Il marmo custodito a Siracusa raffigura “il disegno della salvezza”

Per queste festività abbiamo scelto di fare gli auguri ai nostri lettori in modo speciale, condividendo nuovamente un articolo apparso nelle pagine tipografiche di Cammino del Natale 2007. Un racconto che accompagna alla scoperta del Sarcofago di Adelfia, prezioso reperto archeologico custodito al Museo P. Orsi e considerato fra le più antiche raffigurazioni artistiche del presepe di Betlemme.

Un caro augurio di gioia natalizia e pace per il nuovo anno alle vostre famiglie, da parte di tutti i collaboratori di Cammino.

Il sarcofago di Adelfia

Il 12 giugno 1872, durante una campagna di scavi nella Catacomba di San Giovanni a Siracusa, l’archeologo Francesco Saverio Cavallari, allora direttore delle Antichità di Sicilia, fece una scoperta straordinaria. In una delle rotonde del cimitero sotterraneo, sotto una struttura simile a un altare, venne individuato un vano nascosto che rivelò la presenza di una sepoltura di grande importanza. Rimosso l’altare, emerse un magnifico sarcofago marmoreo, decorato sul fronte con un ricco apparato figurativo a doppio registro, che custodiva lo scheletro di una donna deposta in una cassa di piombo.

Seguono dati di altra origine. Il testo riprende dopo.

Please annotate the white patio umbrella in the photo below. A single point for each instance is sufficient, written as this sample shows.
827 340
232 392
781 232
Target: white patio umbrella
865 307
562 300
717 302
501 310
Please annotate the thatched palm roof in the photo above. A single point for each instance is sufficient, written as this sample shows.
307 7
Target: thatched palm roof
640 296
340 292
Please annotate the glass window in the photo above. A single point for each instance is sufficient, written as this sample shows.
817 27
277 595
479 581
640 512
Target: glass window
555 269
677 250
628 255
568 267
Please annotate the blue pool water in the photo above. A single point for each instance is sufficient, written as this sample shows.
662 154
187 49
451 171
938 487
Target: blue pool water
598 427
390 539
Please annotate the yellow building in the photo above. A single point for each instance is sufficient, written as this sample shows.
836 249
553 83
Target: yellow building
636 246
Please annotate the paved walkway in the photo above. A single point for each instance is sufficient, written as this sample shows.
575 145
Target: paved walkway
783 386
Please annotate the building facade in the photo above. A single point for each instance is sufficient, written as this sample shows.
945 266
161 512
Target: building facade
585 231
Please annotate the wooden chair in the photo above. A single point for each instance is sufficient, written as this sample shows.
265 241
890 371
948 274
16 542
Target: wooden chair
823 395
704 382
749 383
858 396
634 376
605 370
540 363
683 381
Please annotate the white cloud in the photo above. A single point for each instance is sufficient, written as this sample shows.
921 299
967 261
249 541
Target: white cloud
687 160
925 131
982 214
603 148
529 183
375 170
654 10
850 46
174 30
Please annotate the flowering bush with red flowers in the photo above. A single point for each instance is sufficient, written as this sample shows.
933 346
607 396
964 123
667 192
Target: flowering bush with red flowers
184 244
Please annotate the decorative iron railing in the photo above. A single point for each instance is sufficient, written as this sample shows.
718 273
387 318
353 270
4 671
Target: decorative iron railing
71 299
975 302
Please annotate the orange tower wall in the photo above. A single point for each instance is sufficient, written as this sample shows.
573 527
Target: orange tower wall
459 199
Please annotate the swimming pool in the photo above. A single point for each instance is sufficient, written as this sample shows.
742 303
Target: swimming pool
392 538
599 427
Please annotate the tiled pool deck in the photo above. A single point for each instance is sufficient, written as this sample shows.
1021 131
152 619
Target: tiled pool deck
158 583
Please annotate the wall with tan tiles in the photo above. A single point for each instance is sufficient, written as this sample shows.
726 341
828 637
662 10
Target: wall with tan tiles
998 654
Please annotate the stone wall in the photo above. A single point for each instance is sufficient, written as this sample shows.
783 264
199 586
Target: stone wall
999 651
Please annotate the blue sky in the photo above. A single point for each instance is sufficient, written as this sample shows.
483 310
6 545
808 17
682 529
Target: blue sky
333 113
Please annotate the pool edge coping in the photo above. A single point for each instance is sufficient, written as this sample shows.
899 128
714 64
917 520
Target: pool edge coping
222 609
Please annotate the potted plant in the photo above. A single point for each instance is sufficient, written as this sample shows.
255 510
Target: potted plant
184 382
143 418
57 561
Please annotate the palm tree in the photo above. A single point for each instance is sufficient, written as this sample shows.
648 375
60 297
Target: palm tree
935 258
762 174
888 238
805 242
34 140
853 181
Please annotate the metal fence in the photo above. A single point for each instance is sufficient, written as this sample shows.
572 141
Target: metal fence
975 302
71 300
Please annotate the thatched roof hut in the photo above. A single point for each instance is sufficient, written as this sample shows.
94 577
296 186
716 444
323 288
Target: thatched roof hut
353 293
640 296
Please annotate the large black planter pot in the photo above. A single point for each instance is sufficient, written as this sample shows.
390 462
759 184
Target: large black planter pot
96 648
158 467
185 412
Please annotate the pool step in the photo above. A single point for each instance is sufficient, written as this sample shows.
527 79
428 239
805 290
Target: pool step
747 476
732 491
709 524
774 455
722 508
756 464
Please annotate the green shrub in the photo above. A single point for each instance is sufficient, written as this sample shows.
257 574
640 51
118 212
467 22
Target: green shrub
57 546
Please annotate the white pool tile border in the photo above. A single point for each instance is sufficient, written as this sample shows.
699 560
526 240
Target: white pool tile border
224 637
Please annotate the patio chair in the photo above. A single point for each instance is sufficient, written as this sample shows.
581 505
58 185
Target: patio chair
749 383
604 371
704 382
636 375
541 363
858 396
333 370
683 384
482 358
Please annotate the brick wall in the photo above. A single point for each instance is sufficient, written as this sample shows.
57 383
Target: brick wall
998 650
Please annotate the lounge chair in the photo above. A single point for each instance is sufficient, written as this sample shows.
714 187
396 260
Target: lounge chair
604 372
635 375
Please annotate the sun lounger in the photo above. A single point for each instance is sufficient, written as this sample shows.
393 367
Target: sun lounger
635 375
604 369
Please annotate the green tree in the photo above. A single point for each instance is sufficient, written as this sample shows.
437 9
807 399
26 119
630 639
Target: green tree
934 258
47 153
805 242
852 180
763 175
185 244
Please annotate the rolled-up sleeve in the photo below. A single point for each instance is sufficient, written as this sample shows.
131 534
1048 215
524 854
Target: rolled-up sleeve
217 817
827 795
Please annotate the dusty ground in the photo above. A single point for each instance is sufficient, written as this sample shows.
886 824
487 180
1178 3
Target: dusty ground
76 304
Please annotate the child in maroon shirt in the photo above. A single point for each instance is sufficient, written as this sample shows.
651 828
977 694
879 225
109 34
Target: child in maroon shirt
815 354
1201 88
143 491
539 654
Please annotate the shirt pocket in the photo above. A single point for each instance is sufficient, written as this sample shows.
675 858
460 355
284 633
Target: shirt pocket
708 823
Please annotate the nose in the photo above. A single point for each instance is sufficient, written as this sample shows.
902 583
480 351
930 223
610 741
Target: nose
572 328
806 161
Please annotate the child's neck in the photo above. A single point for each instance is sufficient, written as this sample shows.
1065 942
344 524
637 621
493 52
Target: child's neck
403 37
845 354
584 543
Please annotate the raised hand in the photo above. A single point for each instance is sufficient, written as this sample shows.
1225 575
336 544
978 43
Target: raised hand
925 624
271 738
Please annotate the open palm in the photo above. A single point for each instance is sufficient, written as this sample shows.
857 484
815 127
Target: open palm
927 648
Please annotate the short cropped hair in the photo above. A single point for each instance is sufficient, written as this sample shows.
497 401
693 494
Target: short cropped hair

(H)IC ADELFIA C(LARISSIMA) F(EMINA)

POSITA CONPAR

BALERI COMITIS

Qui è deposta Adelfia, famosissima donna, moglie del conte Valerio.

 

Un’iscrizione incisa sul sarcofago identifica la defunta come Adelfia, definita clarissima femina, moglie del conte Valerio. L’opera è databile alla seconda metà del IV secolo d.C., in età costantiniana, e rappresenta uno degli esempi più rilevanti dell’arte funeraria tardoantica.

Il sarcofago, pur ispirandosi alla tradizione della scultura romana, introduce una significativa innovazione: la decorazione non segue un ordine cronologico rigoroso, ma propone e talvolta ripete un insieme di scene – in totale tredici – tratte sia dall’Antico che dal Nuovo Testamento. Questo insieme iconografico ha dato origine a un’opera unica, oggetto di dibattito tra gli studiosi. Secondo un’interpretazione autorevole, come quella proposta da Deichmann nel 1984, la sovrapposizione e la fusione delle scene non sarebbero casuali, ma mirate a trasmettere l’idea di un unico grande evento: il disegno della salvezza.

Di particolare rilievo è l’altorilievo scolpito sull’attico del coperchio, sul lato destro, che raffigura l’Adorazione dei Magi. I tre Re avanzano portando i loro doni – una corona d’oro, l’incenso e la mirra – verso una tettoia coperta da tegole, sotto la quale si trova il Bambino Gesù, avvolto in fasce e deposto in una cesta. Ai suoi piedi compaiono il bue e l’asino, mentre uno dei pastori, destinatario dell’annuncio angelico della nascita di Cristo, è raffigurato accanto alla scena. A chiudere la composizione vi è la figura seduta della Madonna.

Questa rappresentazione è considerata una delle più antiche immagini della Natività e introduce elementi – come la tettoia-capanna, il bue e l’asinello – destinati a diventare simboli fondamentali del presepe cristiano. La grotta, invece, richiama una tradizione di origine orientale alternativa alla capanna.

Dopo essere rimasto a lungo sottratto alla fruizione pubblica, il sarcofago fu temporaneamente esposto in occasione del Giubileo del 2000 nella Cappella Sveva, durante una mostra promossa dall’Arcivescovado. Oggi è nuovamente visibile nel settore D del Museo Archeologico Regionale “Paolo Orsi” di Siracusa, dove continua a essere ammirato non solo per il suo valore artistico, ma anche come testimonianza della continuità culturale tra la tradizione classica e le origini del cristianesimo.